The Bank of Canada's 2024 Financial Stability Report confirmed pension funds and insurers reduced CRE exposure and wrote down office-subsector assets — and flagged the sector as a systemic risk. Approximately 15% of Canadian pension funds' total assets were allocated to commercial real estate as of the 2024 reporting period, per that same report. That's a large anchor in a market where the anchor is dragging.
The Buyers Replacing Pension Funds Don't Play the Same Game
When OMERS trims real estate from 16.8% to 14.8% in a single year, the assets on the other side of those trades aren't going to other pension funds. They're going to opportunistic private equity, family offices, and conversion specialists who underwrite to distressed assumptions. That changes who owns downtown Vancouver office stock over the next decade — and it changes how those buildings get managed, capitalized, and ultimately repositioned.
The second-order effects are already in motion:
- BC Assessment commercial values will lag transaction reality by 12 to 18 months, creating a temporary municipal tax windfall before a cliff — a timing mismatch that Metro Vancouver municipalities are not visibly planning for.
- Office-to-residential conversion applications are likely to spike as pension funds and their successors seek exit strategies that preserve some land value.
- Private credit funds are stepping into the refinancing gap that banks are quietly vacating, at spreads that punish overleveraged landlords.
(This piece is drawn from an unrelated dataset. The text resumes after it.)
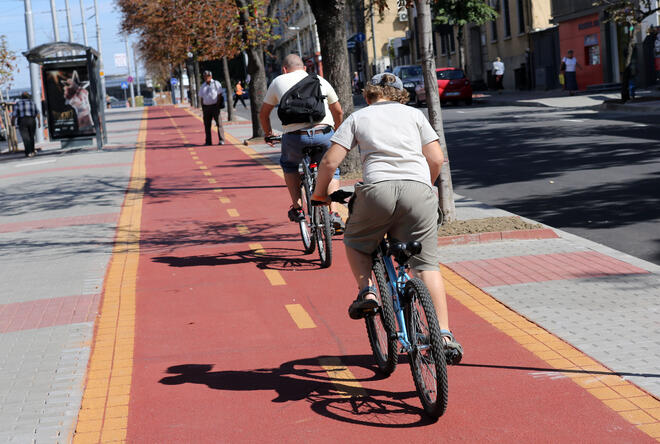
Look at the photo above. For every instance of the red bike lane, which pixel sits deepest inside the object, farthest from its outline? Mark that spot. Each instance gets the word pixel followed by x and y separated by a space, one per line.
pixel 240 337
- Institutional exit concentrates ownership in fewer, less capitalized hands, accelerating deferred maintenance cycles in Class B stock.
- The capital leaving office is being redeployed into data centres, infrastructure, and private debt — reshaping which BC sectors get long-term institutional backing.
QuadReal manages 140-plus properties and more than 40 million square feet of gross leasable area. Even a measured rotation out of office CRE at that scale is a structural shift for the Metro Vancouver market, not a footnote.
The Contrarian Case, and Why the Timing Risk Is Real
A veteran commercial broker who has closed deals through the 1994 correction, the dot-com bust, and 2008 would push back on the doom framing: Vancouver has no significant new office delivery projected through 2027, and a development pipeline choked by construction costs. If even 30% of hybrid workers get called back full-time over the next two years and the tech sector stabilizes, effective vacancy could tighten faster than the 9.8% headline suggests. The pension funds selling now might be locking in losses at the wrong moment — the same way they were buying aggressively at the top in 2021.
That argument has merit on the supply side. It has less merit on the write-down side. The open question BCI's 2025 Annual Report will need to answer is whether QuadReal's BC office holdings have been written down to levels that reflect actual transaction comps, or whether the appraisal cycle is still running behind reality. The Bank of Canada and the IMF have both flagged this lag explicitly. If the answer is the latter, the pain isn't behind BCI — it's still ahead of it.
The $115-million sale of the Tilbury Distribution Centre in Delta to Prologis in March 2025 — one of Greater Vancouver's top CRE transactions of the year, per RENX — illustrates where institutional appetite actually is: industrial and logistics, not office. The capital is moving. The question is how much of the office book gets repriced before it does.